Sus puños se distendieron un poco, pero todavía no estaba muy segura de mí.
– Lo que yo deseo saber es lo que te parece a ti.
– Si con eso quieres decir si me asusta la perspectiva, mi respuesta es: "sí, me asusta". Pero si me estás preguntando qué es lo que yo pienso que debemos hacer, creo que ya te lo he dicho.
Lucía arrugó el ceño.
– No te entiendo.
– Dejé el coche en la carretera, al pie de la colina. Trepé hasta aquí a gatas prácticamente. No lo hice para divertirme. Lo hice para que el hombre que vigilaba la casa no se enterase de que yo había vuelto, y no supiese tampoco, si nosotros no queremos, que habíamos decidido marcharnos.
– ¡Ah!
Se acercó y se sentó a mi lado.
– No deberías gastar esas bromas tan pesadas.
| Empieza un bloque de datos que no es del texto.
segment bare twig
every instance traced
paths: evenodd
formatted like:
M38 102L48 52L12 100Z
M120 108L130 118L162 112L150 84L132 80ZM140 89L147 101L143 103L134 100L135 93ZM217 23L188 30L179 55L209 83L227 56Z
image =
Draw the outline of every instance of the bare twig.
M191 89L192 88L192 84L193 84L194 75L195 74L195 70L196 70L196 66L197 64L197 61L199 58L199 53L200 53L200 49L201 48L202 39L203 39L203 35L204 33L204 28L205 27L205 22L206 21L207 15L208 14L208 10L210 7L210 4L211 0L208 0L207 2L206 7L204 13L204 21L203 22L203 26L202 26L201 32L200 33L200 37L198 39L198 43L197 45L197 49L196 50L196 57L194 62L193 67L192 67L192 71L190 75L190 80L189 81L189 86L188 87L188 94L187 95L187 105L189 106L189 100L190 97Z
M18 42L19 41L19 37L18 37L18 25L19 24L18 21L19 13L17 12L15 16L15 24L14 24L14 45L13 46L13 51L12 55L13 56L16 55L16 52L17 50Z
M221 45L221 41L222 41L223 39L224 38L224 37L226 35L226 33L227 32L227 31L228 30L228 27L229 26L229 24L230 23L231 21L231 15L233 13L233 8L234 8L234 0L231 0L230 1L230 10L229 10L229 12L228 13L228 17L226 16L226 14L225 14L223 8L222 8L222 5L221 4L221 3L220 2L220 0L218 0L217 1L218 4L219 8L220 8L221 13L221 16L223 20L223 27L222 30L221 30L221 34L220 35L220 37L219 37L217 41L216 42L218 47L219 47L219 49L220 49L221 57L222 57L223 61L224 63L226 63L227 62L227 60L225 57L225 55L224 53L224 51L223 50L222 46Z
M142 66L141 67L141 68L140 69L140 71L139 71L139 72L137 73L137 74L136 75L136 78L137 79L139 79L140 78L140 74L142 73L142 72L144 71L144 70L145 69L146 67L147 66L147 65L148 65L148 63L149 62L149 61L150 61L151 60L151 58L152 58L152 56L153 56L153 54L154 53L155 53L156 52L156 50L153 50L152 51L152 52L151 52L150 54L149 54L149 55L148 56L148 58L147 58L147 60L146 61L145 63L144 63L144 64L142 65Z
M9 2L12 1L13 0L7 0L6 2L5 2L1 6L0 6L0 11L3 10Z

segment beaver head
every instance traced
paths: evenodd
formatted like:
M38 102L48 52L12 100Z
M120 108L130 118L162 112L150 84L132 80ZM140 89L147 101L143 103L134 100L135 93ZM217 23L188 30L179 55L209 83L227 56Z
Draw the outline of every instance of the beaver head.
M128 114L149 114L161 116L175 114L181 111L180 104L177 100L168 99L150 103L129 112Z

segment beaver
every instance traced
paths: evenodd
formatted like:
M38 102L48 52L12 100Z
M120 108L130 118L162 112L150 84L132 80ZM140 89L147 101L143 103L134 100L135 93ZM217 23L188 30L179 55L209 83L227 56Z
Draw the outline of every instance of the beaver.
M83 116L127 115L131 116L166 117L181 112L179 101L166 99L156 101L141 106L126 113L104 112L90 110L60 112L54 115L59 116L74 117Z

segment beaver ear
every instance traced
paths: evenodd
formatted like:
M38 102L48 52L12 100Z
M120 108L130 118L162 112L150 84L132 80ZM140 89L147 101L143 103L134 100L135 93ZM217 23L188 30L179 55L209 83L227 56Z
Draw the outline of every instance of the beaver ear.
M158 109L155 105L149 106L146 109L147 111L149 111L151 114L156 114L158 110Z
– No eran bromas. Si fuéramos sensatos, nos olvidaríamos de Farisi y nos conformaríamos con lo que tenemos. Pero me parece que somos demasiado locos y demasiado avaros para eso.
Lucía se sonrió y me dio un golpecito en la rodilla.
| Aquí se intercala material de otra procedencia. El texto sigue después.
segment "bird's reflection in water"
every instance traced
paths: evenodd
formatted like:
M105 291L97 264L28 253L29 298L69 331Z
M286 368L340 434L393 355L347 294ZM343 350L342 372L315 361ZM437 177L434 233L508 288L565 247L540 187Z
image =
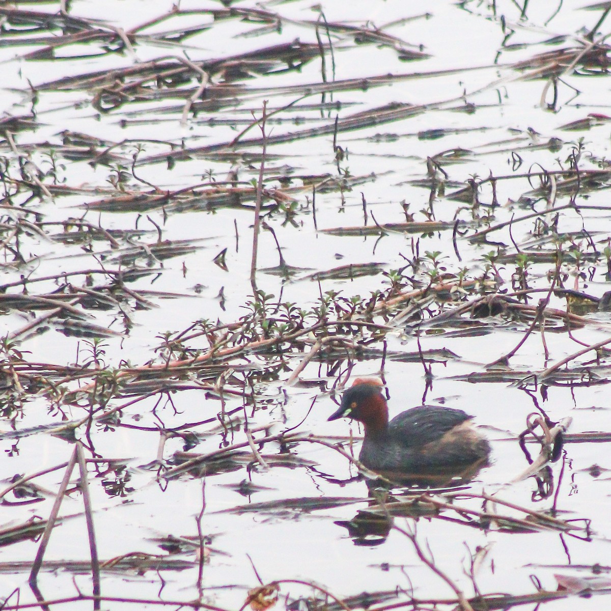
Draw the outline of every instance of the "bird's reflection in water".
M488 458L468 464L446 465L418 474L383 472L383 478L365 480L369 507L351 520L335 523L346 529L355 545L381 545L392 529L395 516L421 518L437 514L434 505L423 502L425 494L439 494L468 487L485 467Z

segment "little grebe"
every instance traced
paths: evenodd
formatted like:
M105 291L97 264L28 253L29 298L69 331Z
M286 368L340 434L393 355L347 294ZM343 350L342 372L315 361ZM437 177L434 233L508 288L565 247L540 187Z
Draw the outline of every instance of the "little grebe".
M388 405L376 378L358 378L329 417L363 423L365 439L359 459L375 471L422 473L488 463L490 444L460 409L422 405L388 421Z

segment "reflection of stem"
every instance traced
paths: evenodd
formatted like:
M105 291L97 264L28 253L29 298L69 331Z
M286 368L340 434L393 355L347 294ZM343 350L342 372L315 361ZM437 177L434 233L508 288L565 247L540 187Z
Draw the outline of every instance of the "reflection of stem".
M199 599L203 598L203 563L206 560L205 549L203 546L203 532L202 530L202 519L203 512L206 510L206 480L202 480L202 511L196 519L197 523L197 535L199 539L199 569L197 572L197 591L199 593Z
M100 560L98 558L98 547L95 543L95 531L93 528L93 514L91 508L91 497L89 495L89 483L87 477L87 463L82 453L82 444L76 442L76 458L78 460L79 471L81 474L81 492L85 507L85 519L87 521L87 532L89 538L89 551L91 554L91 580L94 596L100 596ZM100 608L100 600L93 601L93 609Z
M460 605L461 608L463 611L473 611L473 607L469 604L469 601L465 598L463 590L456 585L456 584L444 573L434 563L432 559L432 553L431 552L431 548L428 547L427 544L427 547L428 548L428 552L431 554L431 557L430 558L428 558L425 554L424 552L422 551L422 548L420 546L420 544L416 540L416 535L415 533L409 532L404 529L401 528L400 526L397 526L396 524L393 525L393 528L395 530L398 530L400 533L404 535L411 542L414 546L414 549L415 550L416 554L418 555L418 557L438 577L440 577L453 590L454 593L456 596L456 598L458 599L458 604Z
M255 224L252 230L252 258L251 262L251 284L255 299L257 299L257 251L259 246L259 226L261 224L261 202L263 192L263 175L265 172L265 152L267 148L267 138L265 134L265 121L267 119L267 100L263 100L263 111L261 116L259 127L263 135L263 144L261 147L261 166L259 168L259 179L257 183L257 198L255 200Z
M40 567L42 566L42 560L45 557L45 552L49 543L49 540L51 538L51 533L53 530L53 527L55 525L56 521L57 519L57 515L59 513L59 508L62 506L64 495L66 492L68 483L70 483L70 475L72 475L72 470L74 469L76 463L76 448L75 447L72 452L72 456L70 456L70 459L68 462L68 466L66 467L66 471L64 474L64 479L62 480L61 485L59 486L59 490L57 491L57 496L56 497L55 502L53 503L53 507L51 508L49 519L47 520L45 532L43 533L42 537L40 539L40 544L38 546L36 558L32 565L32 571L30 572L29 580L30 585L36 583L38 572L40 570Z

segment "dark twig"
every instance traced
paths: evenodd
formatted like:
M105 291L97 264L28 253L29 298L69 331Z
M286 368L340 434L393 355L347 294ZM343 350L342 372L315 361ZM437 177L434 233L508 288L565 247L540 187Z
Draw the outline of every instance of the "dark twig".
M76 456L78 459L79 471L81 474L81 491L82 493L82 502L85 506L85 519L87 520L87 532L89 538L89 551L91 554L91 579L93 584L93 595L100 595L100 560L98 558L98 547L95 543L95 530L93 527L93 514L91 507L91 497L89 495L89 483L87 474L87 463L82 452L82 444L76 442ZM100 608L100 600L95 599L93 609Z
M68 488L68 485L70 481L70 476L72 475L72 470L76 464L76 456L77 449L76 447L75 447L72 452L72 455L70 456L70 459L68 461L68 466L66 467L66 470L64 474L64 479L62 480L59 489L57 491L57 496L55 498L55 502L53 503L51 514L47 520L45 532L42 533L42 537L40 538L40 544L38 546L38 552L36 553L36 557L32 564L32 570L30 571L30 577L28 580L31 586L35 585L36 584L38 574L40 571L40 567L42 566L43 558L45 557L45 552L46 550L47 545L49 544L51 532L55 526L57 514L59 513L59 508L62 506L64 495Z

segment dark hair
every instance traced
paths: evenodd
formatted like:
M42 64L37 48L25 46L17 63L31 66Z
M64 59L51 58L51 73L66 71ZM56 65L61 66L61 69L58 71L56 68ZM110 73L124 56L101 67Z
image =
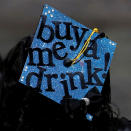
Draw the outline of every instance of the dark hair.
M2 79L4 78L4 82L0 83L4 84L1 85L2 115L0 115L0 118L3 120L2 124L5 129L9 128L18 131L41 130L41 128L43 128L41 122L45 120L69 120L72 117L65 113L63 106L44 97L38 90L26 87L18 82L32 40L33 37L31 36L22 39L13 49L11 49L6 59L2 62ZM0 62L1 61L0 59ZM0 80L2 79L0 78ZM96 128L98 125L101 125L100 123L102 122L107 121L108 123L113 117L113 112L109 106L111 103L109 72L104 83L102 97L104 100L103 104L100 107L100 111L96 113L96 120L92 122ZM80 113L76 112L76 115L77 119L85 120L85 116L81 117ZM90 128L90 122L88 122L88 124L88 128ZM44 128L45 130L52 129L51 125L50 127L46 127L45 125Z

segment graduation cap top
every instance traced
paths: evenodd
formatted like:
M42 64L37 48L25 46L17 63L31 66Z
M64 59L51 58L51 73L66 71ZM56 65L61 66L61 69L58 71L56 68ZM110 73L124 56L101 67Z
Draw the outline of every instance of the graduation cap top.
M20 82L60 103L101 92L116 43L58 10L44 6Z

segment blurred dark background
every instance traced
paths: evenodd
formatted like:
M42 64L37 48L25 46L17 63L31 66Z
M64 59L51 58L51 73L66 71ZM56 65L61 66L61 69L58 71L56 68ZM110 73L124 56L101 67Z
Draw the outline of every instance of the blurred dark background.
M111 64L112 102L131 119L131 0L1 0L3 57L21 38L35 33L45 3L90 28L98 27L118 43Z

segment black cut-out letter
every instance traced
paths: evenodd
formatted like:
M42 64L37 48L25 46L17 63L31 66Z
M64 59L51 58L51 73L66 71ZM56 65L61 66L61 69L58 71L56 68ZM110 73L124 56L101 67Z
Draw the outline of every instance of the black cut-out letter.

– Locos y avaros quizá, chéri, pero también inteligentes y encantadores.
– El encanto no nos servirá de mucho en este momento. Tenemos que desaparecer durante veinticuatro horas como mínimo.
– Seamos inteligentes, pues.
– Intentémoslo, por lo menos. Tenemos que suponer que la casa de Cagnes está vigilada también. De todos modos, tenemos que entrar en ella, y ha de ser esta noche.
– ¿Pero para qué? Yo me puedo quedar aquí. Pasado mañana, la mujer de la limpieza…
– Te olvidas de una cosa. Una vez que se den cuenta de que les hemos dado esquinazo y que no vamos mañana a la policía, nos buscarán por todas partes. Si nos encuentran, nos matarán. Tendremos que escondernos. ¿Y qué haremos con los documentos que tendremos que llevar a la policía cuando nos presentemos a ella? ¿Dónde están?
Lucía se dio un golpe en la frente con la palma de la mano.
– ¡Qué imbécil soy!
– Están en la casa, ¿verdad?
Ella asintió con la cabeza:
– En un cuarto trastero que hay bajo la terraza. Allí está la maleta.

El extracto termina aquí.